Telefon (04681) 74700

E-Mail E-Mail:
Homepage: www.wyk.de

Wyk auf Föhr ist die einzige Gemeinde des Amtes Föhr-Amrum mit Stadtrechten, die sie seit dem Jahre 1910 besitzt. Als eigenständige Gemeinde wird Wyk auf Föhr urkundlich seit Mitte des 17. Jahrhunderts erwähnt und bestand damals nur aus wenigen Häusern, deren Bewohner in der Hauptsache vom Fischfang lebten.

Mit der Gründung des Seebades im Jahre 1819 begann ein neuer, entscheidender Abschnitt in der Geschichte der Stadt.

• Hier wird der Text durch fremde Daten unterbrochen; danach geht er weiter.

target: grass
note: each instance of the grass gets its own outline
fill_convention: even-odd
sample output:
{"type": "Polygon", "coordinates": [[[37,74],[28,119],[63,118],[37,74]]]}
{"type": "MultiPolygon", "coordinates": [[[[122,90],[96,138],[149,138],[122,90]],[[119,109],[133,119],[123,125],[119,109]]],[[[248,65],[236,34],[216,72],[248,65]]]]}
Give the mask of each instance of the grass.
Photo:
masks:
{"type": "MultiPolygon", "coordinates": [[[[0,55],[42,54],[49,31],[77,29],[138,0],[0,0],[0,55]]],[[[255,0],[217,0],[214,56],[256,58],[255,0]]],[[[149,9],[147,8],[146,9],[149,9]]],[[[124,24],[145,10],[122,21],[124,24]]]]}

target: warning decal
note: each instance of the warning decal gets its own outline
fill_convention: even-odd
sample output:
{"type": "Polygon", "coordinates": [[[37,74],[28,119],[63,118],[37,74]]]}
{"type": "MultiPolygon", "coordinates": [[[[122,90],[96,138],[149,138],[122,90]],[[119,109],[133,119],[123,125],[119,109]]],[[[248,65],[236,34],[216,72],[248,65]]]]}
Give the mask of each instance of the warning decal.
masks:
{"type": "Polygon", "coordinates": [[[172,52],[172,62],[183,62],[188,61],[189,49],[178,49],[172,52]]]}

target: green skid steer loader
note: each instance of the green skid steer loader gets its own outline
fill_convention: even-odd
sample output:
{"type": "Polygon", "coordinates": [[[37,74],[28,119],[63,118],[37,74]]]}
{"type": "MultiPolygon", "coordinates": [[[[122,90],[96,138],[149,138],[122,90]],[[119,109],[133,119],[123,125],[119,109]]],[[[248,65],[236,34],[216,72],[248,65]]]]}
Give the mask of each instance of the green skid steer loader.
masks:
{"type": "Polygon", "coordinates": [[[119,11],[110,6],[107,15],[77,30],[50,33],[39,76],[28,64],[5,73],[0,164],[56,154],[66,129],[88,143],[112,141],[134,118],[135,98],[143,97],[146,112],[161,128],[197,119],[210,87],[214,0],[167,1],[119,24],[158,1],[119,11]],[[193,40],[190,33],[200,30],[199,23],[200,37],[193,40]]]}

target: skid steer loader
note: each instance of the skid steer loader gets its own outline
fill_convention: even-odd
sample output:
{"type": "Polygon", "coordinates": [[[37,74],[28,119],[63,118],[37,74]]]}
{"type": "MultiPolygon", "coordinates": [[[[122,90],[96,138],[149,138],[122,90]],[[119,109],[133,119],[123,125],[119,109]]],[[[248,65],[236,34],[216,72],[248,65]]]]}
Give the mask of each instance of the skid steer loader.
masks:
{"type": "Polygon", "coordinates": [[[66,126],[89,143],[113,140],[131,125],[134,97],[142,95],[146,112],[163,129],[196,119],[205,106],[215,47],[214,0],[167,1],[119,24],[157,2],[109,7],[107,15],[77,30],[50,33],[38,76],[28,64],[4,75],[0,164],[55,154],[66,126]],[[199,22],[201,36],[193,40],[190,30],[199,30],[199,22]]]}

Ärzte und Gäste hatten die heilklimatischen Vorzüge der Insel in der Nordsee erkannt, was seinen Niederschlag bald auch in steigenden Gästezahlen fand. In der so genannten "Königszeit" in den Jahren 1842 bis 1847 erlebte Wyk durch die Sommeraufenthalte des dänischen Königs Christian VIII. eine besondere Blütezeit.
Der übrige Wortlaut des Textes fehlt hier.